By the way, Mac users... it seems that Safari likes to rename these Rmd files by adding a .txt at the end of them. If this is happening to you, you will need to rename the file before you can use it - find it in the Files tab of R Studio, check the box next to the file, click Rename, and delete the .txt that was added. This seems to be something that Safari does but Chrome and Firefox do not, so if you're comfortable using one of those browsers you can avoid the issue.
R's general linear model function is lm(). It is sophisticated enough to dummy-code our categorical variables for us, and once you understand how a GLM is working we will let it do that work for us. To help you learn how the GLM works we will do some dummy coding by hand, and then see how using dummy coded variables in a regression model allows us to ask exactly the same question we would ask if we used an ANOVA on group means.

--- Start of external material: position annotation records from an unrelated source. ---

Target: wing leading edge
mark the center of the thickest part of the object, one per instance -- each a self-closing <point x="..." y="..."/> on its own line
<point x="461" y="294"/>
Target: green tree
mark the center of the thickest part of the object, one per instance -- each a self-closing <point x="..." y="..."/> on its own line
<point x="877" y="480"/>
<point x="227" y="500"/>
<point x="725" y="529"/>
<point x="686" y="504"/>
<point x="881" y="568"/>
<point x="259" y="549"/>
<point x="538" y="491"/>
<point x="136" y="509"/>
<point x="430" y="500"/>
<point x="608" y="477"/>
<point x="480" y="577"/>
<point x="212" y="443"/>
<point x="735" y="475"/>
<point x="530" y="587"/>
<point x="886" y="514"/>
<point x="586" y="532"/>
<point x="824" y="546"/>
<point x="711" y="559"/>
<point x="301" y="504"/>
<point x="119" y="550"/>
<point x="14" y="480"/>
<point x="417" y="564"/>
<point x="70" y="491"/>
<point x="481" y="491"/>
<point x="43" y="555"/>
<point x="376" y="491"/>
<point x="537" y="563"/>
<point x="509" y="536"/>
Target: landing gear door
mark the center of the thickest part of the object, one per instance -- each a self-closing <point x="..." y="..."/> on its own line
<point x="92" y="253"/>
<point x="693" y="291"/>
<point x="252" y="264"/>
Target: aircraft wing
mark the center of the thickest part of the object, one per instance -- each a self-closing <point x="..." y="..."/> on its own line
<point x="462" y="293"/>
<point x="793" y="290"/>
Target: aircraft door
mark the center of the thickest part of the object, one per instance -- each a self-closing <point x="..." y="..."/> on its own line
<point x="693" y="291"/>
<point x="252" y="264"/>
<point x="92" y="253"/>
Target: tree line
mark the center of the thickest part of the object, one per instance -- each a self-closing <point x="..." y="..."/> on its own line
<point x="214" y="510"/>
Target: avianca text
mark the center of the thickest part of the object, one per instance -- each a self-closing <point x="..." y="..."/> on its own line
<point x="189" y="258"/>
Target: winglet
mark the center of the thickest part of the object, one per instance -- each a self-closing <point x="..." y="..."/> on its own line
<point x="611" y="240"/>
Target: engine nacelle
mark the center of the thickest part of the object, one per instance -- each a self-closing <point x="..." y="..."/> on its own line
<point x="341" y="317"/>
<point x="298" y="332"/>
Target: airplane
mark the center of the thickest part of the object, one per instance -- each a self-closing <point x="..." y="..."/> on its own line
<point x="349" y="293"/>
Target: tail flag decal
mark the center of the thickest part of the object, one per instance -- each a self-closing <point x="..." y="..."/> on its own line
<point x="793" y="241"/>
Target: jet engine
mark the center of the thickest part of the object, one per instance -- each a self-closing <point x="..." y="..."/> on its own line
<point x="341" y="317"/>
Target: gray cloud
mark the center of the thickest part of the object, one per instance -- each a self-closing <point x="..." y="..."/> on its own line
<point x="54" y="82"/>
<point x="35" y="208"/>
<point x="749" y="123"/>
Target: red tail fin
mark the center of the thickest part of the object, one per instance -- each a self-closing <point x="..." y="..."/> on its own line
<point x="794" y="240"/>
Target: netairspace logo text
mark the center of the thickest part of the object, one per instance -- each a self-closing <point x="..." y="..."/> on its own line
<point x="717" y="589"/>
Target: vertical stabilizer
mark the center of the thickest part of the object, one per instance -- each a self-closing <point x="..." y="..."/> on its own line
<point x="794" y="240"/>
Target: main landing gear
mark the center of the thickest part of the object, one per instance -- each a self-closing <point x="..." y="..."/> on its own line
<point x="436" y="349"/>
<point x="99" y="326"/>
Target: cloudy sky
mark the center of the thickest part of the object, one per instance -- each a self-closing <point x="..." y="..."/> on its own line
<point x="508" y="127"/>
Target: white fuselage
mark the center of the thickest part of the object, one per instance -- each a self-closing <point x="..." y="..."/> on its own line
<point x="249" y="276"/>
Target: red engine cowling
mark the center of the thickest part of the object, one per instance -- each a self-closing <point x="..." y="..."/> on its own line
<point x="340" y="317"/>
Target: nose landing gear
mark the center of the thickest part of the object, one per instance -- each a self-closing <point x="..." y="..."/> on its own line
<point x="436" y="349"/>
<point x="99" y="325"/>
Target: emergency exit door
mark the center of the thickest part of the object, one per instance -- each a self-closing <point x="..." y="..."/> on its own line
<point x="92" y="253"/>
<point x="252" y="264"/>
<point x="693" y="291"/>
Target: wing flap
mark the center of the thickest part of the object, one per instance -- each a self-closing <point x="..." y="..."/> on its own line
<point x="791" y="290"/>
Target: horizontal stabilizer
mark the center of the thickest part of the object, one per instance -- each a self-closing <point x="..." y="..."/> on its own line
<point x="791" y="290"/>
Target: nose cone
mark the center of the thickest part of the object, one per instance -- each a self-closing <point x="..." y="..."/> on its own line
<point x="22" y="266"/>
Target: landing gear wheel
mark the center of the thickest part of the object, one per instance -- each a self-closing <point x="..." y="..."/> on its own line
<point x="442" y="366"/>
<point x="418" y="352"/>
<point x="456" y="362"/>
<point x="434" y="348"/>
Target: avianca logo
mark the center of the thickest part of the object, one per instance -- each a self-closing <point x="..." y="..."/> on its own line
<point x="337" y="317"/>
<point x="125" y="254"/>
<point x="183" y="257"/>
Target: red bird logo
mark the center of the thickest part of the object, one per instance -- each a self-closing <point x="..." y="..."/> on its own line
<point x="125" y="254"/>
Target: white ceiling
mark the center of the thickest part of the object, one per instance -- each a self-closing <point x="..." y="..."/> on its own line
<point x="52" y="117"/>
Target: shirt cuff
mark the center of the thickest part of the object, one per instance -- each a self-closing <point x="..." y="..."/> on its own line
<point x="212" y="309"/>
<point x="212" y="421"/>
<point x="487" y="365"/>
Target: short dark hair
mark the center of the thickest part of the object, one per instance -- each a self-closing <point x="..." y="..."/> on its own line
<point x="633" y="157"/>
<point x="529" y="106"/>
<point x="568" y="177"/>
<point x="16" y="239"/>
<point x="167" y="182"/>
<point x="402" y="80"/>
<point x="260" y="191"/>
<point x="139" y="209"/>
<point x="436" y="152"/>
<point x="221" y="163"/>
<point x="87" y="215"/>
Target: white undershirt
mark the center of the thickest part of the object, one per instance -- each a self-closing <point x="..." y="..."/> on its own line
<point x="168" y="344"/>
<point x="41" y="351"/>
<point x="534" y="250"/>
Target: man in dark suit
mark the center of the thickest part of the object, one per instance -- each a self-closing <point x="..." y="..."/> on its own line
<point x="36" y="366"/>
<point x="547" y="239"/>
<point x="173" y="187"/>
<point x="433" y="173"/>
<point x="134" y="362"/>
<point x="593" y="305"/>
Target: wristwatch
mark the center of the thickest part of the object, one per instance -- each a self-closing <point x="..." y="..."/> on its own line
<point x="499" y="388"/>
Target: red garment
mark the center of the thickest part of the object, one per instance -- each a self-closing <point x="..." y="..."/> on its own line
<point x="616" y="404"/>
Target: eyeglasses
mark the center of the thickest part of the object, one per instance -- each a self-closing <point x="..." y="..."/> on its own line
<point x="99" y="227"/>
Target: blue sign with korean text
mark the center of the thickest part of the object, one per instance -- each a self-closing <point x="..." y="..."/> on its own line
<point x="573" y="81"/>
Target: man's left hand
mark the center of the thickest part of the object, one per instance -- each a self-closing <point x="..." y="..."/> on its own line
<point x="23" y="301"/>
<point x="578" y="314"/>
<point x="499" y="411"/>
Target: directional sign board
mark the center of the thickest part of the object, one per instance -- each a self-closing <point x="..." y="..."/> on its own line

First analysis: two host species
Recall from lecture that when there are only two groups, we need only a single numeric dummy variable. The dummy variable is assigned either a 1 or a 0 depending on the factor level, and then that numeric dummy variable is used as our predictor in a simple linear regression. The results of this analysis should be identical to the results of an ANOVA comparing the two group means. We will demonstrate this with just two host species, European wrens and tree pipits, first.
A. Dummy coding the two species data
1. Import the "two_sp" Excel worksheet into R Studio, and call the R data set "twosp". You will see there are 15 measurements of cuckoo egg length for each of two host species, the wren and the tree pipit.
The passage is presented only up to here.